Of Fred Williamson's four forays into Westerns, Adios Amigo (1976) is far and away the most disappointing, especially as it was his last one.  Now Richard Pryor...well, Richard's motion picture legacy despite his stand-up genius is wildly uneven, mostly skewing to the not-so-great, unless Gene Wilder is around.  If you don't agree or don't believe me, spend the evening with Adios Amigo double-featured with Superman III and see if you still feel the same.  The story is simple, Fred gets into a fight in town, which thanks to corrupt locals gets him shipped to prison on a stagecoach that's robbed by Pryor setting Fred free.  Inexplicably, instead of going home to avenge himself on the corrupt townsfolk that ran him off, Fred chases after Pryor for his part of the loot from the robbed stagecoach. What follows is a repetitive formula of Pryor encountering people, messing with them, stealing from them, and running off, leaving the pursuing Fred to take the blame in a series of mostly flat scenes that are neither funny nor exciting.  Fred as usual seems earnest and game for the antics, but they're just not there...and neither really is Pryor who seems to mumble his way through most scenes as if half-asleep/half-crazed and/or half-drunk, which, sadly, he may have been all at the same time.  Even the dread Cactus Jack (1979) had more inspired moments than this and it too was awful.

But being no stranger to the weird and the awful, I tried again.  So this time we're going to rewind the clock back to 1969. Now we're in the hot stretch for Westerns following Sergio Leone's Dollars trilogy, and Hollywood wants to cash in.  You've got young up-and-comer Burt Reynolds whose already been in one Italian oater (Navajo Joe, 1966), and you've got black football sensation Jim Brown whose was in one of the action hits of the 60's, The Dirty Dozen (1967).  Add to that the smoldering sex-pot that is Raquel Welch, and again, you should have gold, yes?

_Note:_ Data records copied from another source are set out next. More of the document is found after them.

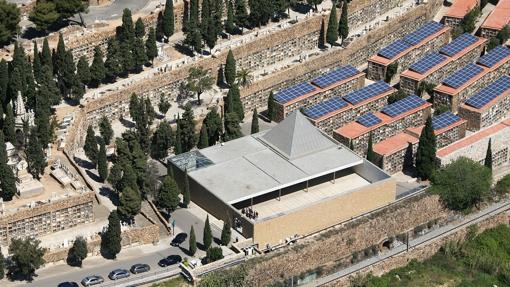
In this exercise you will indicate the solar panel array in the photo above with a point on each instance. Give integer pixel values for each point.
(406, 104)
(428, 62)
(494, 56)
(443, 120)
(460, 43)
(335, 76)
(325, 108)
(393, 49)
(293, 92)
(423, 32)
(462, 76)
(489, 93)
(367, 92)
(369, 120)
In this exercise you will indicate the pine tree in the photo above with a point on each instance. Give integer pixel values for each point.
(207, 240)
(97, 69)
(225, 233)
(168, 19)
(270, 107)
(426, 153)
(203, 141)
(370, 150)
(332, 32)
(83, 70)
(230, 69)
(102, 162)
(488, 156)
(8, 181)
(192, 242)
(186, 196)
(111, 238)
(343, 24)
(168, 195)
(255, 122)
(150, 45)
(90, 146)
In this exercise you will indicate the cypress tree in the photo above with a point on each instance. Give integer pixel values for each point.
(8, 181)
(207, 240)
(370, 150)
(102, 163)
(332, 32)
(255, 122)
(225, 233)
(426, 153)
(203, 141)
(488, 156)
(168, 19)
(343, 24)
(97, 69)
(111, 238)
(192, 242)
(230, 69)
(150, 45)
(270, 107)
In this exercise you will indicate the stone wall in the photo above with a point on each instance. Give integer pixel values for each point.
(337, 244)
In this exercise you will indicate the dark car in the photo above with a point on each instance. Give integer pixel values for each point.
(139, 268)
(92, 280)
(170, 260)
(119, 274)
(178, 239)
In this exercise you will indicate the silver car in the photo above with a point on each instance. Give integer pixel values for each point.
(92, 280)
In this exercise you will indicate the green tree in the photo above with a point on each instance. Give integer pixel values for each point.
(192, 249)
(343, 24)
(332, 32)
(90, 146)
(207, 240)
(97, 69)
(462, 184)
(255, 122)
(9, 20)
(102, 162)
(225, 233)
(426, 153)
(168, 195)
(150, 45)
(111, 237)
(78, 252)
(26, 257)
(488, 156)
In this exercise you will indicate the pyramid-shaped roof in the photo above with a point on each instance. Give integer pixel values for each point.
(295, 136)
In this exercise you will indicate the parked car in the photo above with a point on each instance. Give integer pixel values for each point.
(119, 274)
(179, 239)
(92, 280)
(140, 268)
(170, 260)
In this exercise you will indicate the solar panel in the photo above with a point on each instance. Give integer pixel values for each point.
(494, 56)
(489, 93)
(460, 43)
(367, 92)
(335, 76)
(406, 104)
(443, 120)
(423, 32)
(393, 49)
(428, 62)
(325, 108)
(293, 92)
(462, 76)
(369, 120)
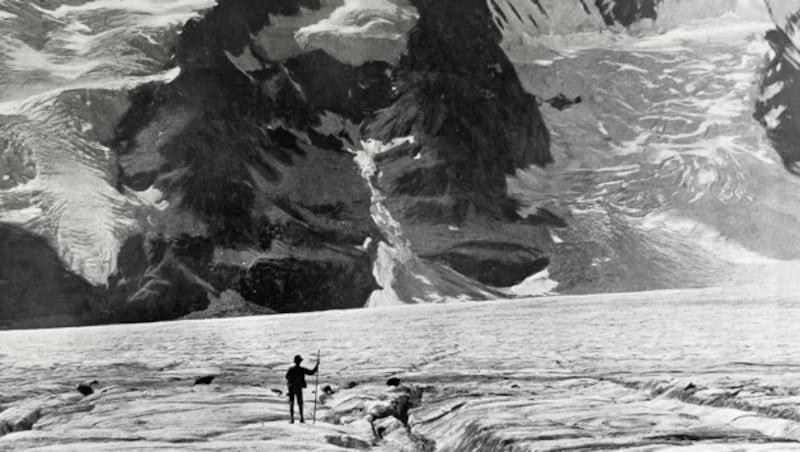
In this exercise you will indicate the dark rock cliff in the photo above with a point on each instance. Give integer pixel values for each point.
(473, 124)
(778, 109)
(261, 196)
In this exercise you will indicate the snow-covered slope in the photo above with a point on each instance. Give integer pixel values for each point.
(342, 153)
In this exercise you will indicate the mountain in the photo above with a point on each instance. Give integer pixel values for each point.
(302, 155)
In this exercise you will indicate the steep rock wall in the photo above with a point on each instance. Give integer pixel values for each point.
(247, 160)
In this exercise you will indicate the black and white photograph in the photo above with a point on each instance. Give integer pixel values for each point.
(400, 225)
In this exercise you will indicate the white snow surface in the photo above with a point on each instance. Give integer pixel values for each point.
(712, 369)
(56, 99)
(362, 30)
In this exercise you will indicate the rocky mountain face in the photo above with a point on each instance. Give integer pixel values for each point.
(250, 154)
(159, 160)
(779, 104)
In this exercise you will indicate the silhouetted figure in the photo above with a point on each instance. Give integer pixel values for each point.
(296, 381)
(85, 389)
(204, 380)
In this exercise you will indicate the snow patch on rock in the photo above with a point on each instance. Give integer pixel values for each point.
(362, 30)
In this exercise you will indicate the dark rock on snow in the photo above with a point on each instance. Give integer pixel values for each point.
(87, 388)
(265, 201)
(206, 380)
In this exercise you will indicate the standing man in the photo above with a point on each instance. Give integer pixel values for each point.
(296, 381)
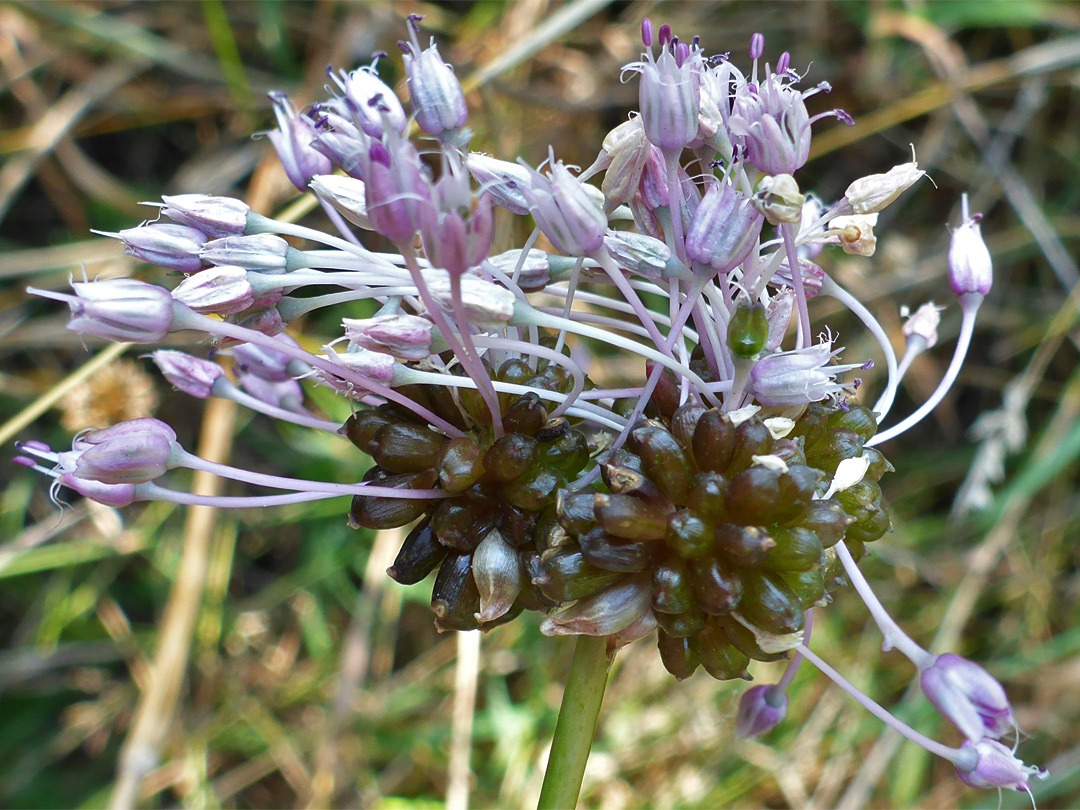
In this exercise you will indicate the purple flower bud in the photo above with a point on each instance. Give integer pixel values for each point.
(130, 453)
(626, 150)
(797, 377)
(603, 615)
(111, 495)
(970, 267)
(216, 216)
(503, 180)
(724, 229)
(118, 309)
(262, 253)
(565, 212)
(370, 103)
(286, 394)
(439, 102)
(760, 710)
(219, 291)
(774, 125)
(535, 271)
(345, 193)
(173, 246)
(670, 96)
(292, 140)
(998, 767)
(402, 336)
(266, 363)
(969, 697)
(190, 375)
(484, 302)
(395, 187)
(638, 254)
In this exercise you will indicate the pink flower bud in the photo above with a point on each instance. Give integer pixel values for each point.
(219, 291)
(118, 309)
(760, 710)
(970, 266)
(190, 375)
(216, 216)
(997, 767)
(173, 246)
(969, 697)
(403, 336)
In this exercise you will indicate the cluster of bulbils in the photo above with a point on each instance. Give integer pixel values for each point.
(717, 502)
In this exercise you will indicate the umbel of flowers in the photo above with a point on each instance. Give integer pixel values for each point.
(716, 502)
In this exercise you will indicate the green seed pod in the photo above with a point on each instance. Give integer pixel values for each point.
(743, 545)
(497, 576)
(389, 513)
(516, 370)
(460, 464)
(530, 597)
(630, 517)
(361, 428)
(706, 497)
(403, 447)
(879, 464)
(526, 415)
(536, 488)
(516, 525)
(455, 598)
(576, 511)
(719, 658)
(418, 556)
(752, 439)
(827, 520)
(688, 536)
(769, 604)
(617, 554)
(797, 550)
(677, 655)
(565, 576)
(510, 457)
(625, 481)
(682, 625)
(754, 497)
(828, 449)
(747, 329)
(858, 418)
(549, 532)
(685, 422)
(742, 638)
(714, 442)
(808, 585)
(717, 586)
(663, 460)
(568, 453)
(791, 450)
(444, 404)
(797, 488)
(666, 394)
(671, 586)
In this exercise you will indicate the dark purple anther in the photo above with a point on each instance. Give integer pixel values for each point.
(682, 53)
(756, 45)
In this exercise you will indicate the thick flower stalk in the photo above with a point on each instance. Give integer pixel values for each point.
(713, 502)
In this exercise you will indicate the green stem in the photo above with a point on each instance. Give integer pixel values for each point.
(577, 724)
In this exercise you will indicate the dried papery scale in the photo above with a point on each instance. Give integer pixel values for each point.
(716, 498)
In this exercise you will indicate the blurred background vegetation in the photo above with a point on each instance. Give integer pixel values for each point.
(308, 678)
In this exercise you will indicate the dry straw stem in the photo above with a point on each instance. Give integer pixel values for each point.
(154, 710)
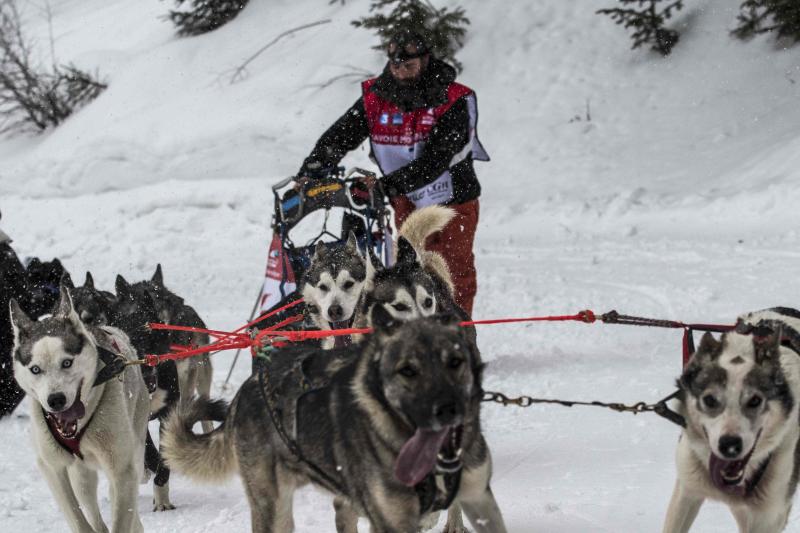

Well....100 Rifles (1969) seems to take much of its direction for the great Sergio Corbucci's The Mercenary (Il Mercenario), which also featured a cunning peone, a hard-fighting foreign outsider, and a hot girl in the midst of some Mexican revolutionizing. But while Rifles seems to have the characters and have the chemistry, it never coheres into the adventure that The Mercenary pulls off. Instead it sort of wobbles, betwixt endless chase scenes, between half-comical banter and Peckinpah-esque brutality. Still, it's not all a bad time, if you can get past the stunning gaps in character-driven logic.  All I know is, if I'm trying to escape from a pursuing Mexican general, who's a tad on the butchery side, and his well-armed troops, I don't stop for a chat or a fistfight until I'm way way way far away. Having said that, it was a generally enjoyable way to pass some time.  Burt was well on his way to being Burt. Raquel Welch has a sexy shower under a train cooling tower. And the film was cut or banned in a number of places for some smoldering horizontal monster mashing between Jim Brown and Raquel.   The movie's well-shot, the scenery gorgeous, and the action, especially the finale, exciting...it just never adds up to much.